Fourth, contrary to AVELA’s claim, the Eighth Circuit held that the “likelihood of confusion” analysis in trademark claims does not always require a jury trial, and that the district court did not err by rendering summary judgment on the likelihood of confusion. The court noted that AVELA challenged only two of the analysis’ six factors — strength of the marks and actual confusion — which the Eighth Circuit determined constituted weak and insufficient challenges. Given the strength of the other four factors the district court considered, which AVELA did not dispute, the district court did not err by rendering summary judgment.
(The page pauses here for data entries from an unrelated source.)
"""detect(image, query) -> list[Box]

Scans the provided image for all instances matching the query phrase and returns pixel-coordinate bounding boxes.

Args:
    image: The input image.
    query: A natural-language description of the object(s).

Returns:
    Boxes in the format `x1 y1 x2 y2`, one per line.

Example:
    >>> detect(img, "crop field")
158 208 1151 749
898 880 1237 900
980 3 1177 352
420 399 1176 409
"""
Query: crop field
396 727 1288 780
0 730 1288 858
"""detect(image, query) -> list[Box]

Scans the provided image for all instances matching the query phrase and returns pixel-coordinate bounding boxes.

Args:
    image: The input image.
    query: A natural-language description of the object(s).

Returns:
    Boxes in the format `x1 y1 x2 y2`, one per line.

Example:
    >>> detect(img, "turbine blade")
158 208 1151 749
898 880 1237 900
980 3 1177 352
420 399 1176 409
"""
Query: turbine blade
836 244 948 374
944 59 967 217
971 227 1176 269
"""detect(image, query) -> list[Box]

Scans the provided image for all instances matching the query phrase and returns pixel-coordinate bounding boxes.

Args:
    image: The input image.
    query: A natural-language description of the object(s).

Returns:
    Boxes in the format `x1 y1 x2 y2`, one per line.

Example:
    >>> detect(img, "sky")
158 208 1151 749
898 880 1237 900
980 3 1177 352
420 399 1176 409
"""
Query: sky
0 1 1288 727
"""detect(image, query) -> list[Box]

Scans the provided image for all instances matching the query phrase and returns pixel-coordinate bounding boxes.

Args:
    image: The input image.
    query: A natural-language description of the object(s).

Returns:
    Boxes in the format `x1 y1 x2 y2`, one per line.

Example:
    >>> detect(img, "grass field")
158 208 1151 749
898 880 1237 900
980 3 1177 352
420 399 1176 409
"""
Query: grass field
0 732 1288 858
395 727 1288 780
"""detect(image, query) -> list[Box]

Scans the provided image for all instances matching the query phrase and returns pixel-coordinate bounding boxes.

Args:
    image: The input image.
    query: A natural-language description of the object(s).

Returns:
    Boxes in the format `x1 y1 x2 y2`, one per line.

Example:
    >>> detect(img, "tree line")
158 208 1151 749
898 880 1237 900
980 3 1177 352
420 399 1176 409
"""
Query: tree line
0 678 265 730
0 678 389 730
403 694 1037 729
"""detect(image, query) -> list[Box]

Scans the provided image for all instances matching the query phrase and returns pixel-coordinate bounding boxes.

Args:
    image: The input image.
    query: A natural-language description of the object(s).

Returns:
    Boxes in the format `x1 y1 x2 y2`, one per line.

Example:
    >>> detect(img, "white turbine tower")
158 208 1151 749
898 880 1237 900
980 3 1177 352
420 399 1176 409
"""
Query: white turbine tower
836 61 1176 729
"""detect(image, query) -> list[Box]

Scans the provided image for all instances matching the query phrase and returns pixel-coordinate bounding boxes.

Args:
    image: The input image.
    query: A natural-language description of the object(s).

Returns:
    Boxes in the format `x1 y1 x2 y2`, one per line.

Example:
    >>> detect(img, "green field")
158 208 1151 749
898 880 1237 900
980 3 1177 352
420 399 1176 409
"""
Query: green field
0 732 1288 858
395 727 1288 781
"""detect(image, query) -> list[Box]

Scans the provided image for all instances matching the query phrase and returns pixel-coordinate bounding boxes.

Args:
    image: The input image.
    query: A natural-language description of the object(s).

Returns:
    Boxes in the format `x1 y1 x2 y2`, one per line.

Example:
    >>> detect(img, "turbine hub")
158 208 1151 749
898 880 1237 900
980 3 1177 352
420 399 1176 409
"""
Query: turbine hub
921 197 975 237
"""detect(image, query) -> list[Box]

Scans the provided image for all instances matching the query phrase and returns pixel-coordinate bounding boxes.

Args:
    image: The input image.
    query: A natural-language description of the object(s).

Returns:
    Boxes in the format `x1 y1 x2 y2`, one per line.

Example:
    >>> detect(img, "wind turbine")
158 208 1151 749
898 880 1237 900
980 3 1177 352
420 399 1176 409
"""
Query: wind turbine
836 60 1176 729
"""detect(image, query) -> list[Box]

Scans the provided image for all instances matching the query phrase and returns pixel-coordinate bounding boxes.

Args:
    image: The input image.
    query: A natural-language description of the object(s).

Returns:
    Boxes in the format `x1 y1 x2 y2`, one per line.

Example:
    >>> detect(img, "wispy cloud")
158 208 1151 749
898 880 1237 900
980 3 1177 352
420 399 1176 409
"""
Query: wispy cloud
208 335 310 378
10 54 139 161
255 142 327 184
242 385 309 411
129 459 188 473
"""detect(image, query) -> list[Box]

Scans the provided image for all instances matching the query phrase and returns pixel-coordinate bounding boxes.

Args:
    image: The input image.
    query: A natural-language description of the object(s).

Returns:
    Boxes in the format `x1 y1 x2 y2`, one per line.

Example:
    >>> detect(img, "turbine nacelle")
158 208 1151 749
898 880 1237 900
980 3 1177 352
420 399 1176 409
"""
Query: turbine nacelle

Finally, the Eighth Circuit rejected AVELA’s challenges to the permanent injunction, citing its reasoning elsewhere in the opinion and refusing to consider AVELA’s Federal Rules of Civil Procedure 52(a)(2) and 65(d) arguments on the grounds that they were raised for the first time on appeal and thus waived. Although its previous opinion vacated in part the district court’s permanent injunction as to copyright infringement, the Eighth Circuit noted that copyright law and trademark law are separate and, in any event, because the final injunction made an exception for the reproduction of publicity materials in the public domain in their entirety and without alteration, it was not inconsistent with the Eighth Circuit’s prior holding.

The Eighth Circuit declined to hear the appeal as to the district court’s ruling on attorneys’ fees because the amount of attorneys’ fees remains unresolved, and therefore the order granting the attorneys’ fees is not final.